Two things. One, vegetable oil continues to be more expensive than petroleum oil, so the economic viability for widespread substitution is currently limited. However, we may well be on the brink of a soybean oil glut, as the NY Times article points out. That would shift the margin between the two. Second, what’s the energy intensity? Do you get the same amount of energy out of a gallon of vegetable oil that you do out of a gallon of petroleum-based fuel? You have to incorporate that energy intensity difference into any analysis comparing the two.
BUT … the National Geographic article makes a subtle and important point. These vegetable oil products can substitute for petroleum products for lubricants. In fact, the whole reason why folks were hopping around the world in the early 19th century looking for oil was not as a fuel source, but because of the enormous need for lubricants for all of those spiffy new machines in the factories and homes of the industrial revolution. Technically speaking, if veggie oil lube substitutes for petroleum lubes, then the demand for petroleum lubes becomes more elastic, demand substitution occurs, producers respond by producing less petroleum lube, which frees up crude oil to be an input into other processes. That’s one way, albeit small, to increase oil supply for the things that oil does best relative to other fuels — make vehicles go.

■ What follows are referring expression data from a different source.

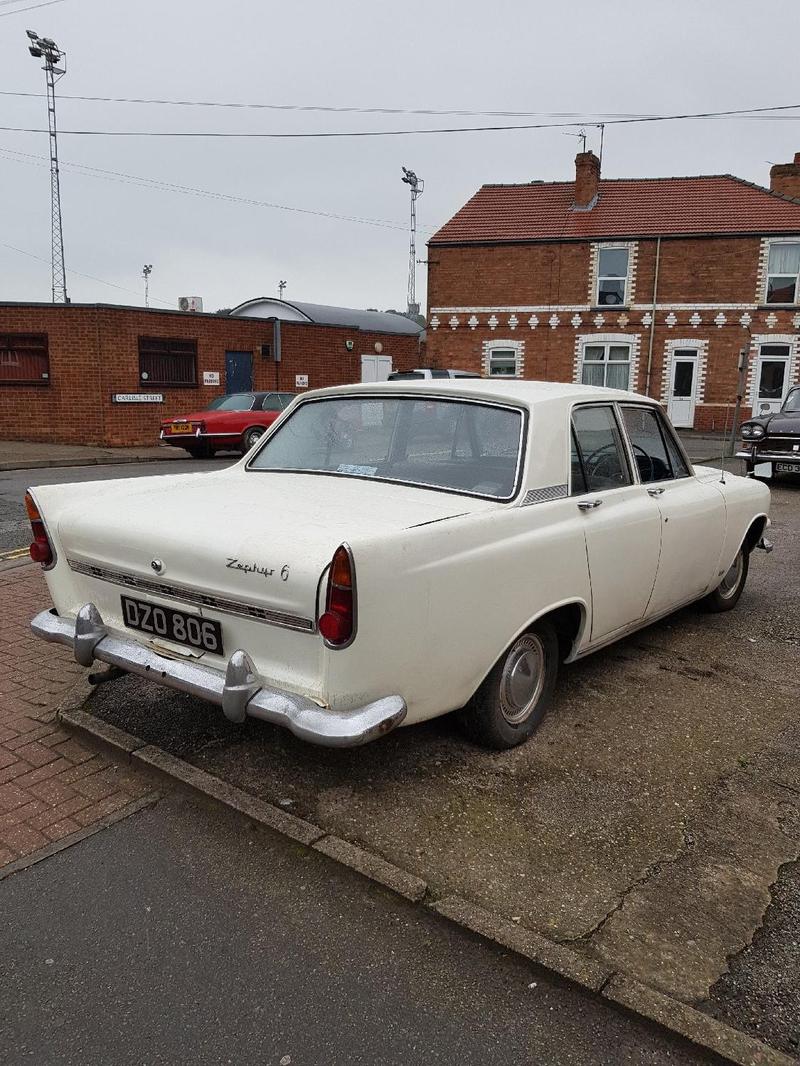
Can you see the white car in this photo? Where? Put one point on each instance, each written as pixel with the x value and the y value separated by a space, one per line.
pixel 390 552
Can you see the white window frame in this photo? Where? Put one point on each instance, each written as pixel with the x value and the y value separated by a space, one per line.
pixel 609 246
pixel 605 362
pixel 767 274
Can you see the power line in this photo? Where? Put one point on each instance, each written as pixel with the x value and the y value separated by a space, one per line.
pixel 145 182
pixel 579 116
pixel 740 113
pixel 48 3
pixel 113 285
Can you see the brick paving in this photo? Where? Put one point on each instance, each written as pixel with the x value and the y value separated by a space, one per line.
pixel 51 785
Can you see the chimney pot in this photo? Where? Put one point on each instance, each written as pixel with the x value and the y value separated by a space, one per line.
pixel 587 180
pixel 784 178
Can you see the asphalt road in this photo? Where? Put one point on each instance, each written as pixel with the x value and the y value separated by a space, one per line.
pixel 14 528
pixel 182 936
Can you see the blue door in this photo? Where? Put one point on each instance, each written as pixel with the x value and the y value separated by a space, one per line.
pixel 238 372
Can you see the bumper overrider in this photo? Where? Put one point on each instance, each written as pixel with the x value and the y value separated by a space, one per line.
pixel 239 691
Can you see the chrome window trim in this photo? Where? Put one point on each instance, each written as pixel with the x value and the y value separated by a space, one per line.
pixel 633 472
pixel 666 426
pixel 240 609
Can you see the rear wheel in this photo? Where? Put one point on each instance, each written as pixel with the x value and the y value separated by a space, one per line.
pixel 514 697
pixel 725 596
pixel 251 436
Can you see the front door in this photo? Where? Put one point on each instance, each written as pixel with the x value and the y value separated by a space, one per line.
pixel 771 378
pixel 376 368
pixel 238 372
pixel 683 387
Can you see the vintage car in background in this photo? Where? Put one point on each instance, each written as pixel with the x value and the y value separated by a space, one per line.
pixel 770 442
pixel 395 551
pixel 229 423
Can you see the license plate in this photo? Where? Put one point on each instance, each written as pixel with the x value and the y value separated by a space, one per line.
pixel 190 629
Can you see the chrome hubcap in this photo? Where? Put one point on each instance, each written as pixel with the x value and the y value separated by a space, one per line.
pixel 523 679
pixel 731 581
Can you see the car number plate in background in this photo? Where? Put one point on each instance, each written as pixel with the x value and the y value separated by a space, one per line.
pixel 190 629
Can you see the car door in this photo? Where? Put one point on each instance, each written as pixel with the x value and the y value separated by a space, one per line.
pixel 691 512
pixel 621 526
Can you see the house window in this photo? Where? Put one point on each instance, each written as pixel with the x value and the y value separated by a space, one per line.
pixel 782 273
pixel 607 366
pixel 502 362
pixel 24 359
pixel 612 275
pixel 168 361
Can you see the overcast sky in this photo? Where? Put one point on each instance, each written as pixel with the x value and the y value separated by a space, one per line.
pixel 619 57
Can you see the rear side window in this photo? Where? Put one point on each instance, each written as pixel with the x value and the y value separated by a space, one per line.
pixel 597 442
pixel 654 457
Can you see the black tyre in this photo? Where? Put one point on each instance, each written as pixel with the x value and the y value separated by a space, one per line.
pixel 514 697
pixel 251 436
pixel 725 596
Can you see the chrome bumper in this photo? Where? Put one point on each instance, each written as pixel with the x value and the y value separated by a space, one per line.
pixel 239 691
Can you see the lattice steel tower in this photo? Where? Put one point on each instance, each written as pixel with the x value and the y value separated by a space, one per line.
pixel 417 187
pixel 54 69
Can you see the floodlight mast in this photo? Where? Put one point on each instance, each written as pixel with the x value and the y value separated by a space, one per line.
pixel 54 69
pixel 417 187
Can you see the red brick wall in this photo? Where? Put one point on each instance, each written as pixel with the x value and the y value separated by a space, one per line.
pixel 94 353
pixel 504 278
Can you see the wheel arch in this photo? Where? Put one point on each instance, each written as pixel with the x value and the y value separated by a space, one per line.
pixel 755 531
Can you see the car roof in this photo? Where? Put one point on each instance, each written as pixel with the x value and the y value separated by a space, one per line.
pixel 521 392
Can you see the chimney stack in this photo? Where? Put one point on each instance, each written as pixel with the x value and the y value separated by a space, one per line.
pixel 587 180
pixel 784 178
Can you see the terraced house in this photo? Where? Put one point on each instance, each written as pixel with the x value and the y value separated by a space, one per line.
pixel 649 284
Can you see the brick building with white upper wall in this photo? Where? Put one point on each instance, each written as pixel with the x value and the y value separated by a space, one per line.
pixel 649 284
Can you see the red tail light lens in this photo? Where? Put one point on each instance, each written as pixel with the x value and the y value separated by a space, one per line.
pixel 337 625
pixel 41 550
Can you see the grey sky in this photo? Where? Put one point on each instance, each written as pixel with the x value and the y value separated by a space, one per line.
pixel 623 55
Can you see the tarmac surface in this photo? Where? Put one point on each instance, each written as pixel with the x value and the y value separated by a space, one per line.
pixel 182 936
pixel 645 824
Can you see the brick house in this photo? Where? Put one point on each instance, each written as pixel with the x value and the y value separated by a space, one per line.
pixel 106 374
pixel 649 284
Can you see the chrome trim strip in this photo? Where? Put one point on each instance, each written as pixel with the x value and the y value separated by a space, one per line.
pixel 187 595
pixel 544 495
pixel 239 691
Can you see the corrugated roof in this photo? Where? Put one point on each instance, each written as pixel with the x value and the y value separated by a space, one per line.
pixel 625 207
pixel 329 315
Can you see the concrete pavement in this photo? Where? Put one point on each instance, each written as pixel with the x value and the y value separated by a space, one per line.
pixel 182 936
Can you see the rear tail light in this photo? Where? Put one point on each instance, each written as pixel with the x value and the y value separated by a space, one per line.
pixel 41 549
pixel 337 625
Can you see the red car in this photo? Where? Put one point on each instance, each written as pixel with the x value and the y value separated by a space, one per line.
pixel 228 423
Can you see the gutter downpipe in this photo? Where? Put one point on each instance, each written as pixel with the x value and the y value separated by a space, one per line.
pixel 653 322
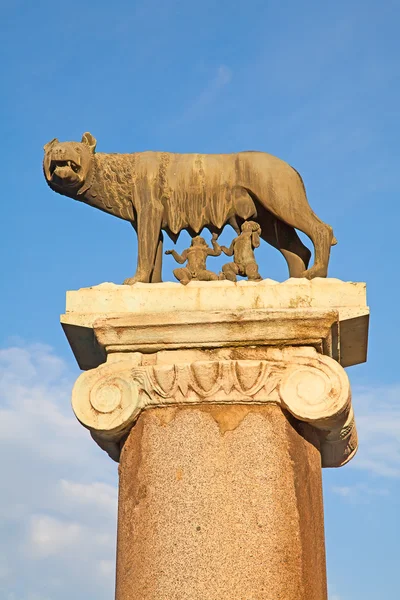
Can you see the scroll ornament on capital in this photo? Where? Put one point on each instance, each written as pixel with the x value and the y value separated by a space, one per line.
pixel 314 389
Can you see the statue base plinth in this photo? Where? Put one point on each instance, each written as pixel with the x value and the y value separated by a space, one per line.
pixel 221 402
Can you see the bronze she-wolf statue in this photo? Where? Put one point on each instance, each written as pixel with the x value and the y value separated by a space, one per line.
pixel 158 191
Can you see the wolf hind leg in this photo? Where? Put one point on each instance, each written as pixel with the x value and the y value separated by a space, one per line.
pixel 284 238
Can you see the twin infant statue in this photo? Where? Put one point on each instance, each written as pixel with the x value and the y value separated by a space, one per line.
pixel 241 248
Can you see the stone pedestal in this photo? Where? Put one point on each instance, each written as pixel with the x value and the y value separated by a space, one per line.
pixel 221 402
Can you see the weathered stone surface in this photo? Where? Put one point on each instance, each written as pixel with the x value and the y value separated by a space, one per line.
pixel 335 312
pixel 311 387
pixel 158 191
pixel 220 503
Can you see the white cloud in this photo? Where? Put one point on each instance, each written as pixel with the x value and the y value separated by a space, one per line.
pixel 49 536
pixel 60 499
pixel 94 495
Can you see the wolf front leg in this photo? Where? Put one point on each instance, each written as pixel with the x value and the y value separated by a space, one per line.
pixel 149 248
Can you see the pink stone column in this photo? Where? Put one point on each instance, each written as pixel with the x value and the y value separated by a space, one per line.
pixel 220 503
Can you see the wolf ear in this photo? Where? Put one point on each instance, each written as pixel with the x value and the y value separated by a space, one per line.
pixel 89 140
pixel 47 146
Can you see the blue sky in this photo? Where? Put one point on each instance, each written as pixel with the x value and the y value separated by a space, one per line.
pixel 317 84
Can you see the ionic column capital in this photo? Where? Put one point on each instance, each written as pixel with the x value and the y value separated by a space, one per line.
pixel 312 387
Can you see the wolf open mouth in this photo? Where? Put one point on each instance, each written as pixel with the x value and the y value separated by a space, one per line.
pixel 59 166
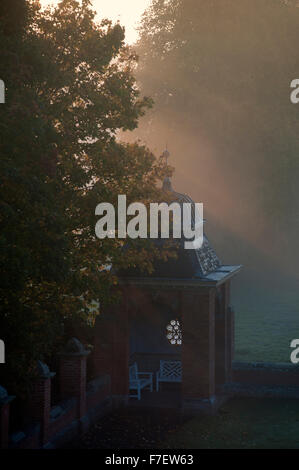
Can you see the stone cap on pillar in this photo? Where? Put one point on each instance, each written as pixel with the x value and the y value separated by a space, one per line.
pixel 74 347
pixel 43 371
pixel 4 397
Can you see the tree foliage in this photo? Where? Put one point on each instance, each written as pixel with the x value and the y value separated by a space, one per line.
pixel 69 91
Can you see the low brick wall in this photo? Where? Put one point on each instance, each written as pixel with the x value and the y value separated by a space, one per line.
pixel 266 373
pixel 64 422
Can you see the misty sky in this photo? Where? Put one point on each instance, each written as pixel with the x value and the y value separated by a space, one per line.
pixel 127 12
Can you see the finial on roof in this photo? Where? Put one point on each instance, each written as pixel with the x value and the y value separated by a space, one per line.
pixel 166 155
pixel 167 184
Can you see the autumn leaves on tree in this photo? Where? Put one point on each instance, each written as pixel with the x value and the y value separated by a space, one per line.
pixel 70 90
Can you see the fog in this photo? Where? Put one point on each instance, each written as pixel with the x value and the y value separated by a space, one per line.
pixel 222 106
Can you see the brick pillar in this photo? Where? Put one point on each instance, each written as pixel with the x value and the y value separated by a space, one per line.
pixel 5 401
pixel 73 374
pixel 198 350
pixel 223 337
pixel 111 354
pixel 40 400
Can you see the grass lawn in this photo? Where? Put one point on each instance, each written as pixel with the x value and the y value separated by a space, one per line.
pixel 244 423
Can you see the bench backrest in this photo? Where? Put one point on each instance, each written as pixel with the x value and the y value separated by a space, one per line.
pixel 171 369
pixel 133 372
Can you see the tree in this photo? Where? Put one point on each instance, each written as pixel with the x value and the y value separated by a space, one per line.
pixel 70 89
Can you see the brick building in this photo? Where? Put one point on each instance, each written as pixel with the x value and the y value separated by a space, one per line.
pixel 193 290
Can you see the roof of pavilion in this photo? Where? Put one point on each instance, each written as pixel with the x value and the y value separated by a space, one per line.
pixel 200 265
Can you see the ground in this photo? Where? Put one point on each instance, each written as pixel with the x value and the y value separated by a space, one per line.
pixel 245 423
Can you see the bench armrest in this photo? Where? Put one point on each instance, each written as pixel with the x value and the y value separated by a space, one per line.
pixel 149 374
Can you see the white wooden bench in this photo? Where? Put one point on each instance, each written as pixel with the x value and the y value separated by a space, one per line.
pixel 139 381
pixel 170 371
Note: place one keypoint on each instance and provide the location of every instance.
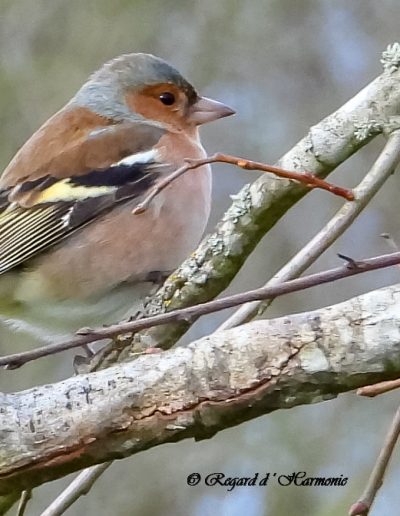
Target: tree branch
(87, 335)
(216, 382)
(305, 178)
(381, 170)
(257, 208)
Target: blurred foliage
(283, 65)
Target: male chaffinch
(68, 238)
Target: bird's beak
(207, 110)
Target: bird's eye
(167, 98)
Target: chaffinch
(68, 237)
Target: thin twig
(376, 389)
(363, 505)
(193, 312)
(306, 178)
(84, 481)
(380, 171)
(23, 502)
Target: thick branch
(195, 391)
(87, 335)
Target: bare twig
(192, 312)
(84, 481)
(23, 502)
(364, 192)
(306, 178)
(363, 505)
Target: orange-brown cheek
(152, 109)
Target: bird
(71, 250)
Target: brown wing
(71, 188)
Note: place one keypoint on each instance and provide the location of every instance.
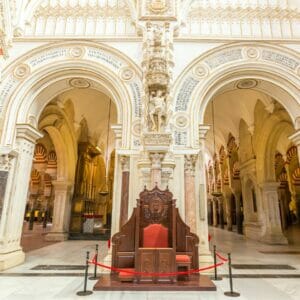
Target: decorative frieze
(156, 159)
(180, 138)
(125, 160)
(157, 10)
(184, 95)
(156, 141)
(224, 57)
(136, 93)
(190, 163)
(89, 18)
(280, 59)
(21, 71)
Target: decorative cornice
(28, 132)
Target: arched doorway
(37, 106)
(248, 96)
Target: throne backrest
(155, 217)
(155, 236)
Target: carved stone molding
(136, 128)
(27, 132)
(21, 71)
(181, 120)
(77, 52)
(200, 71)
(79, 83)
(190, 163)
(125, 163)
(157, 141)
(251, 53)
(127, 74)
(6, 161)
(157, 9)
(156, 159)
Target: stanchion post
(85, 292)
(95, 277)
(231, 293)
(31, 219)
(45, 220)
(215, 262)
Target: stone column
(61, 211)
(281, 199)
(221, 211)
(189, 188)
(228, 212)
(273, 233)
(205, 257)
(15, 196)
(215, 212)
(124, 190)
(239, 221)
(295, 138)
(156, 159)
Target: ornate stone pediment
(157, 9)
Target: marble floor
(22, 282)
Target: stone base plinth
(274, 239)
(12, 259)
(56, 236)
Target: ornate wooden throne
(155, 239)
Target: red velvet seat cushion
(155, 236)
(125, 274)
(183, 258)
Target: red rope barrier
(221, 257)
(154, 274)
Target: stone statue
(157, 110)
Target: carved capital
(156, 159)
(6, 161)
(190, 163)
(125, 160)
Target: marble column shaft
(189, 187)
(273, 234)
(124, 190)
(156, 159)
(15, 198)
(61, 211)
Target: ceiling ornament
(126, 73)
(252, 53)
(200, 71)
(162, 10)
(247, 84)
(21, 71)
(136, 128)
(79, 83)
(77, 52)
(181, 121)
(158, 6)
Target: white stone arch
(277, 68)
(63, 140)
(106, 69)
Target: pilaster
(273, 233)
(189, 187)
(61, 211)
(15, 196)
(124, 160)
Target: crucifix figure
(157, 109)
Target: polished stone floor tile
(58, 282)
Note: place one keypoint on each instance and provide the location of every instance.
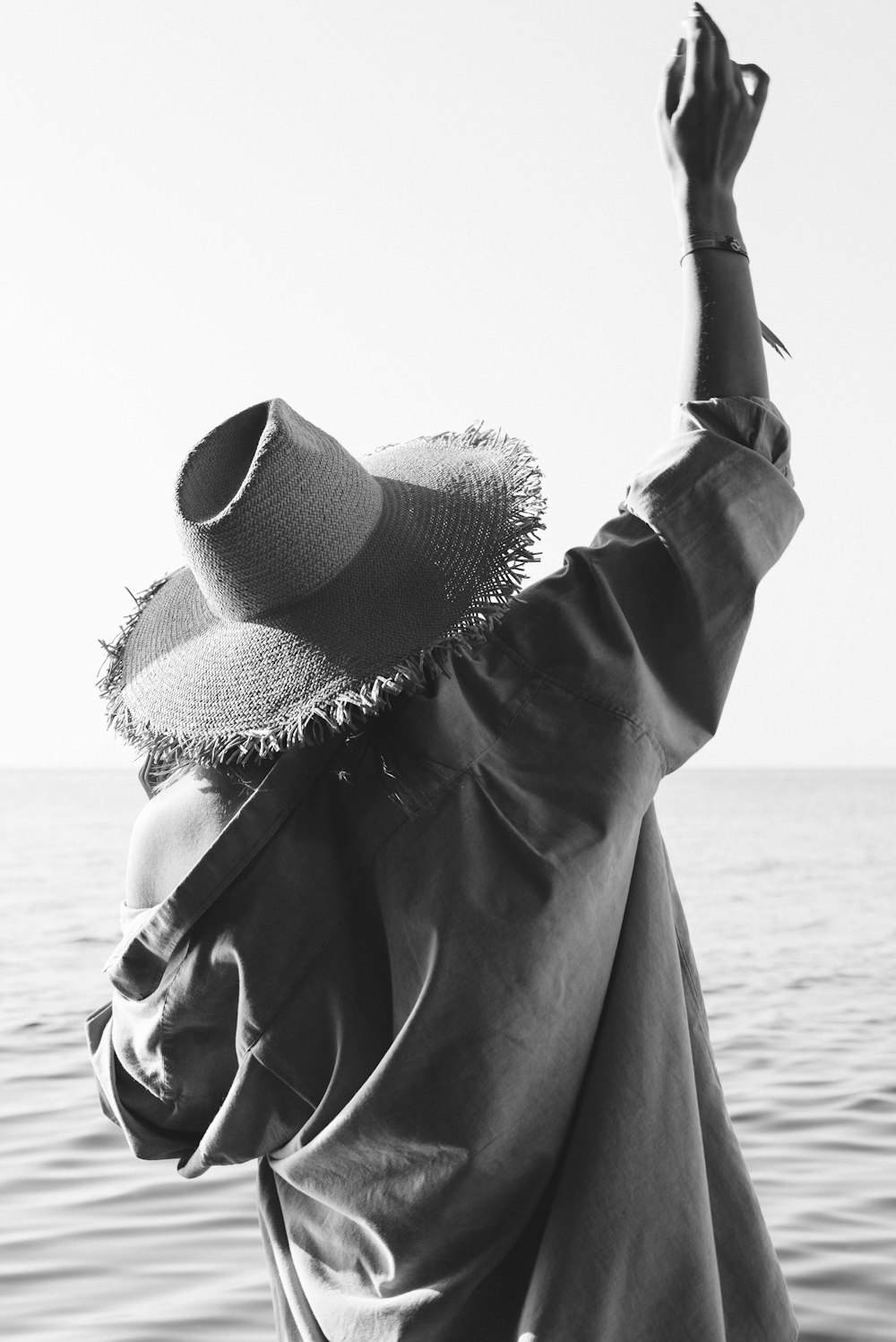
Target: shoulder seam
(596, 701)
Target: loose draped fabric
(464, 1034)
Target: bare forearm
(722, 352)
(709, 110)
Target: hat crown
(270, 509)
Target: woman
(451, 1005)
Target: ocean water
(788, 882)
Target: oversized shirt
(463, 1031)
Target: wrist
(704, 211)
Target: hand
(709, 110)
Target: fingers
(671, 88)
(755, 83)
(722, 69)
(699, 54)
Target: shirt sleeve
(650, 617)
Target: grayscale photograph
(448, 794)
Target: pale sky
(402, 216)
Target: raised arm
(709, 112)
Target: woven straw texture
(318, 587)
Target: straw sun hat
(318, 585)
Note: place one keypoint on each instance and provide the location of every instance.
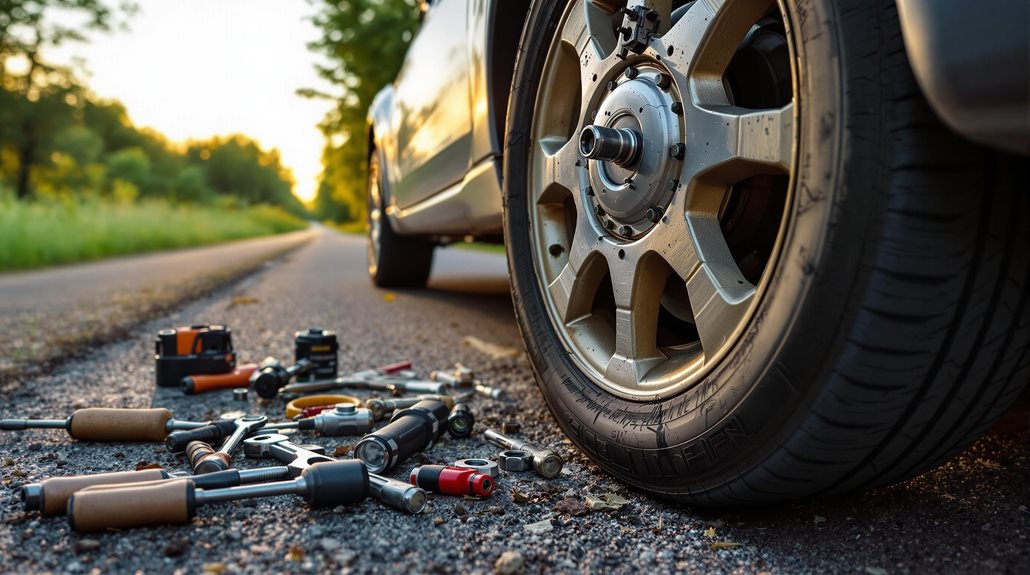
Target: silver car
(759, 249)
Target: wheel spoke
(638, 283)
(719, 294)
(558, 168)
(737, 143)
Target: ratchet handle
(212, 433)
(122, 506)
(239, 377)
(102, 424)
(50, 496)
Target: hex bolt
(654, 213)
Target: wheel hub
(631, 151)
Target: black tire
(395, 261)
(896, 327)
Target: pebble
(510, 563)
(87, 545)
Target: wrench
(222, 459)
(298, 458)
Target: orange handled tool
(239, 377)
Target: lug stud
(654, 213)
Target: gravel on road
(971, 515)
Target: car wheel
(395, 261)
(748, 263)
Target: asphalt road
(48, 313)
(971, 515)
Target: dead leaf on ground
(492, 349)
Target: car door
(431, 106)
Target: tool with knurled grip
(298, 458)
(109, 424)
(175, 501)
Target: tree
(365, 42)
(37, 94)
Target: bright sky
(198, 68)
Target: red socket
(452, 480)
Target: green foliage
(36, 234)
(365, 42)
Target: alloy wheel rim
(642, 250)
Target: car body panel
(973, 66)
(432, 115)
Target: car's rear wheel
(748, 263)
(395, 261)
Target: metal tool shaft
(296, 486)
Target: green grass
(34, 235)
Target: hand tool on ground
(481, 466)
(50, 496)
(345, 418)
(193, 350)
(239, 377)
(312, 405)
(109, 424)
(452, 480)
(545, 462)
(381, 407)
(298, 458)
(410, 431)
(354, 380)
(272, 375)
(320, 347)
(515, 461)
(460, 420)
(175, 501)
(222, 459)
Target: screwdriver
(104, 424)
(175, 501)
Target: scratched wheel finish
(652, 262)
(748, 263)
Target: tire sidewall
(699, 441)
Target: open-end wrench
(298, 458)
(222, 459)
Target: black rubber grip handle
(218, 479)
(213, 433)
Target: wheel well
(504, 47)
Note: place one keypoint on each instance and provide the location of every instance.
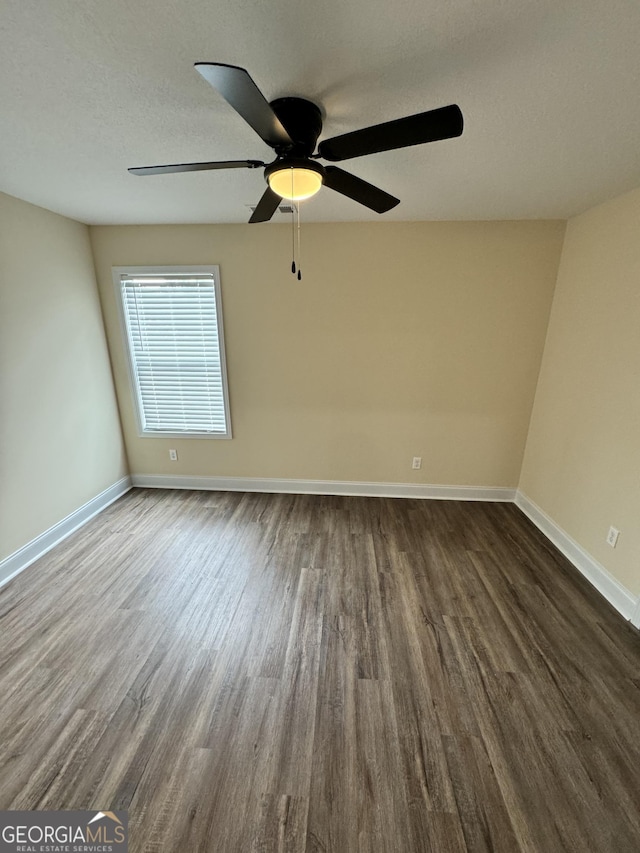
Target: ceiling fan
(291, 126)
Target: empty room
(320, 421)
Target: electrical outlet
(612, 537)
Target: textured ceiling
(550, 91)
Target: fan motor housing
(302, 120)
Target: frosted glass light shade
(295, 183)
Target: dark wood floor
(302, 673)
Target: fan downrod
(303, 122)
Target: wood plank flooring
(247, 672)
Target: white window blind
(174, 330)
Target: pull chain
(293, 231)
(299, 252)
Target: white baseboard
(324, 487)
(616, 594)
(19, 560)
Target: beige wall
(582, 464)
(60, 440)
(403, 339)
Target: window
(172, 318)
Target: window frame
(133, 271)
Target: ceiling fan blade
(359, 190)
(195, 167)
(238, 89)
(266, 207)
(443, 123)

Now, replicate that innovation and substitution process for petrochemicals, for nylon, etc. All of these dynamic changes push out the constraint of the oil supply, making it binding further in the future and giving us more breathing room to work analytically and sensibly toward economically viable, net-energy-producing renewable fuel systems.
I think this is a great illustration of Arnold Kling’s observations about the benefits of an elastic economy.